C’est vrai, ça, je viens de lire un article qui critique le fait d’aimer être du matin. Comme ceux qui aiment le matin, dont je fais partie, comme s’ils étaient des gens malades, des gens dangereux ou des gens à enfermer. Comme si nous étions des empêcheurs de tourner en rond, des empêcheurs de faire la fête et des empêcheurs de vivre la nuit. Mais pas du tout. Ceux-là même qui se plaignent de cette nouvelle mode d’aimer le matin n’ont vraiment rien compris. On a le droit d’aimer se coucher à une heure décente et se lever aux aurores. Heureusement.

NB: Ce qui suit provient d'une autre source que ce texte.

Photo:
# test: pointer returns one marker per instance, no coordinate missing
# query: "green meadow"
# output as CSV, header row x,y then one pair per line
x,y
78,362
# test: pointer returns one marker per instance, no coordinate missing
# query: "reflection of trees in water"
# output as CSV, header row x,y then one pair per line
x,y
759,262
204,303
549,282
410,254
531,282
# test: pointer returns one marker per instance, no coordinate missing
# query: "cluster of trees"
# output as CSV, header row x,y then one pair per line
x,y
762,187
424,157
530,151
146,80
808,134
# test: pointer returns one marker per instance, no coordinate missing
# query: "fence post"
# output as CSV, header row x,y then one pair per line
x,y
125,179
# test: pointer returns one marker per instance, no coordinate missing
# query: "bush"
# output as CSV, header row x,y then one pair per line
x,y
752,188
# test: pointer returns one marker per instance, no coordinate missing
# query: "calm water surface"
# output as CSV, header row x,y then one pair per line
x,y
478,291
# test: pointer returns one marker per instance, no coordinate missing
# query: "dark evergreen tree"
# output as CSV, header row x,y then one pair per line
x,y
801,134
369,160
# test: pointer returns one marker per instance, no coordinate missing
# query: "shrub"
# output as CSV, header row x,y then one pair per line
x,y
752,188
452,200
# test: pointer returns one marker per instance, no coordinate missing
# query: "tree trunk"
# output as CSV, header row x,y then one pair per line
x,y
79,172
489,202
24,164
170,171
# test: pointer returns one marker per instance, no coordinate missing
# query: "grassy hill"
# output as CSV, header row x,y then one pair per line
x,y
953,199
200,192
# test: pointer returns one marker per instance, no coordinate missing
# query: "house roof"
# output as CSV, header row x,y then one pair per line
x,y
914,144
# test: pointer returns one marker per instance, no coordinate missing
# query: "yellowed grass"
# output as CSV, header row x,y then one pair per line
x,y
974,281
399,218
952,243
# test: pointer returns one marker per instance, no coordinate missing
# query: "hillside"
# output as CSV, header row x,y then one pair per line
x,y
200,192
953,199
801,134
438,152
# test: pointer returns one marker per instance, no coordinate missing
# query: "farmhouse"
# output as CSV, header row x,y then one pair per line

Où a-t-on vu que cette nouvelle mode du « miracle morning » (le miracle du matin) devenait une dictature ? Je pense que c’est surtout la vie nocturne qui est devenue une tyrannie puisqu’elle interdit à ceux qui ne la pratique pas de bénéficier d’un repos bien mérité, dans le cycle naturel des choses. Alors, si ceux qui n’aiment rien tant que faire la fête tous les soirs et toutes les nuits veulent continuer, qu’ils continuent mais qu’ils n’emmerdent pas les autres et qu’ils ne critiquent pas ceux qui ont un rythme plus harmonieux avec le temps qui passe.

Je me demande quand même où on va si la nouvelle norme est de ne plus avoir d’horaires réguliers sauf pour boire jusqu’au bout de la nuit. Tu parles d’un voyage, Céline ! Que va-t-on faire avec des gens qui ne pensent qu’à ça ? Comment va-t-on relever le pays ?  J’avoue que je sèche mais je ne suis pas là pour donner des solutions. Je dis juste les choses comme je les pense. Et là, j’aurais pu me taire mais cet article dans cet hebdomadaire gratuit, ça m’a carrément énervé. Heureusement que je n’ai pas payé pour le lire. Il n’aurait manqué plus que ça.

Demain matin, je commence ma nouvelle semaine de travail. Je me lèverai à 3h50. Et je sais que nous ne nous rencontrerons pas, avec ceux qui ne seront pas encore couchés. Mais laissez-moi vivre à ce rythme-là.